Tuesday, June 24, 2014

#MongoDBWorld Learning about @LinkedIn Learning with @MongoDB

More from #MongoDBWorld.

LinkedIn uses MongoDB to quickly create APIs.

“What’s your next play?”

LinkedIn developed “LearnIn” “Transform yourself through Learning”

Find resources when you need it.

Want employees to search across different platforms. eg. Safari books, training course, internal wiki etc.

Also wanted to create a living breathing transformation plan – used for personal development.

What technologies to use?

Primarily a javascript team.

What server and database to use?

How to build it quickly?

Server selection

No engineering support. So as a javascript team they set out to use Node.js.

  • Server-side Javascript
  • Lightweight
  • NPM Package Support
  • Extensive support in the community
  • Allows for data-driven JSON

Which database?

The Needs:
- support 5,000 employees, globally
- Minimal data storage needs
- More reads than writes
- Scale with company growth
- Flexible

In past year company has grown from 3,000 to 6,000+ – Hyper growth

The database choice was MongoDB because:

  • Easy to setup NoSQL Joson
  • Node.js driver
  • Advanced queries
  • Flexible Schema – schema-less
  • Extensive documentation
  • High single instance threshold (single instance can hold Terabytes of data)

Taking schema-less approach to MongoDB you can break API/Application logic.
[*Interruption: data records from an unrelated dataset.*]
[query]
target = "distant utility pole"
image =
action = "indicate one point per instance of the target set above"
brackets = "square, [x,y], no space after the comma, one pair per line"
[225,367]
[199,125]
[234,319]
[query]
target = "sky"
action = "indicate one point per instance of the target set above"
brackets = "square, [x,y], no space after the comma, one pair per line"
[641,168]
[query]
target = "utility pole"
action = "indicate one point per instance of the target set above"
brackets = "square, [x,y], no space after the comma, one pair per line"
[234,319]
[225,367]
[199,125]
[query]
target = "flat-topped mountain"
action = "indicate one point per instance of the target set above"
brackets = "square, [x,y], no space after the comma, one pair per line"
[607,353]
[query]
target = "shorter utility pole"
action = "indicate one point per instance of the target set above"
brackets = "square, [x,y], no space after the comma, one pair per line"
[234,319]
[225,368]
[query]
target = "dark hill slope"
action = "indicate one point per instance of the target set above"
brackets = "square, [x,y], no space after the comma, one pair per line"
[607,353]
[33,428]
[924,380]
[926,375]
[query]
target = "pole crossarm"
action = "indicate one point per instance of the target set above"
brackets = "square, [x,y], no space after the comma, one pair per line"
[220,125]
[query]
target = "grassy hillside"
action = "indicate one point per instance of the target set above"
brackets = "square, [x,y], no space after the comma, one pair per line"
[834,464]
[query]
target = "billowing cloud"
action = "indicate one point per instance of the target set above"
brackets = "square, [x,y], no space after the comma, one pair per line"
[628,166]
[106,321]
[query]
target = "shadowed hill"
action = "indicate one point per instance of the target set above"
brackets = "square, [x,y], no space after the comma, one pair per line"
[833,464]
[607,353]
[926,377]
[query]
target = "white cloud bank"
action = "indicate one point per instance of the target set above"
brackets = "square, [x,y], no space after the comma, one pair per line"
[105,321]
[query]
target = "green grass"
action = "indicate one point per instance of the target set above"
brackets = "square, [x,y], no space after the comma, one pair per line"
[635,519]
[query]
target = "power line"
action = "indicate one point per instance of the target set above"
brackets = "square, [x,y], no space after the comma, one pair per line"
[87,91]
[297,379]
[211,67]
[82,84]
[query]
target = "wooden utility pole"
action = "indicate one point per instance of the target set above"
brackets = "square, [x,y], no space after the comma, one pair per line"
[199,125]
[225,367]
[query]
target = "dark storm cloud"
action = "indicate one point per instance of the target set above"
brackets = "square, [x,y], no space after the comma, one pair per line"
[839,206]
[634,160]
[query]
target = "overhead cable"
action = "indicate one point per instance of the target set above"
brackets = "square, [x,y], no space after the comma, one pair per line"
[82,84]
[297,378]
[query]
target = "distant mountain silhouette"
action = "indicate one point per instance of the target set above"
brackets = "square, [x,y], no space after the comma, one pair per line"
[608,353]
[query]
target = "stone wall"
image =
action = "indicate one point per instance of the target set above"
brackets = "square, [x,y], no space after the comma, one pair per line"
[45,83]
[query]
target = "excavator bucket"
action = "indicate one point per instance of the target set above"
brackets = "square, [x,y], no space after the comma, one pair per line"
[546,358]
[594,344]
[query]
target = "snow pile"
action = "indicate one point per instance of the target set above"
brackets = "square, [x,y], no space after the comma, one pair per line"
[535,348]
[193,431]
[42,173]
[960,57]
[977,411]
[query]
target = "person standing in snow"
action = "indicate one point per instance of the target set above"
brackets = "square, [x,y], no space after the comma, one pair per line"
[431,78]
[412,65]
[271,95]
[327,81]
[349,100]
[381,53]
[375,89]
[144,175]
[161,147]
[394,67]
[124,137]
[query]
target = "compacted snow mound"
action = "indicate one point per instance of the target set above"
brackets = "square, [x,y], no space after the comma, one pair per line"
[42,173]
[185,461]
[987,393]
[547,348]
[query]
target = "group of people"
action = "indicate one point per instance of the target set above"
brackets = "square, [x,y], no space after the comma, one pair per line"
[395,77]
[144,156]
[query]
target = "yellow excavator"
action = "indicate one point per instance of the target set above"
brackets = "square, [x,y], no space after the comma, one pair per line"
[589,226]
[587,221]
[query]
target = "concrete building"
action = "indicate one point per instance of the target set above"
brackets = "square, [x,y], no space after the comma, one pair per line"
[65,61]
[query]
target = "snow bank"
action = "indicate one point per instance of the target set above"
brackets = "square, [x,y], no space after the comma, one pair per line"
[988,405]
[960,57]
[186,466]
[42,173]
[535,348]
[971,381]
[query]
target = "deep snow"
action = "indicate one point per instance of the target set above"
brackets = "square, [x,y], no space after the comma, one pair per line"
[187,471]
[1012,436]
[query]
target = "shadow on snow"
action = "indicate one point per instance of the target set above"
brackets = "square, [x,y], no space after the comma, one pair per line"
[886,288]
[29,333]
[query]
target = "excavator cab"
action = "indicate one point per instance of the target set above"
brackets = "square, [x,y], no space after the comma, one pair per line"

They went to Mongoose – An Object Document mapper. Mongoosejs.com

  • Easy type casting
  • Quick setup
  • Easy Document modeling
  • field validation API
  • Business Logic hooks, Custom Middleware
  • Mongo_id reference population

Mongoose forces I collection per data type

This helped with:
- Normalized data modeling
- Many-to-many relationships
- Collection per Data Type

How do we search?

How to search on documents via text search.

MongoDB provides full-text search (beta in v2.4)

  • Easy searching via a MongoDB index
  • Relevancy Searching
  • Stemming and multi-language support.

Some limitations:
- Single token/analyzer.
- Simple relevancy scoring but not Lucene
- No completion suggestion
- No fuzzy matching
- No related item search.

What was needed:
- Lucene index with relevancy scoring and performance
- Custom field analyzer for tokenization and stemming
- “Related to” querying or “More Like This”
- Quick completion suggesiton
- Complicated wildcard search
- Easy Node.js integration

Went to ElasticSearch (elasticsearch.org)

Getting ElasticSearch to work with MongoDB.

River takes a stream of data and indexes in realtime.

River plugs in to the MongoDB Oplog. and creates elasticsearch index using same opLog that is used to create MongoDB Replicas.

elasticsearch.js can plug in to node.js api.

The limitations of elasticsearch:

  • keeping index clean requires data clean up
  • Adds more technology to the stack


What IDE does the team work?

  • Webstorm

Do you lose flexibility with Mongoose?

  • Not really. It does make you think about data structures but you can easily change them.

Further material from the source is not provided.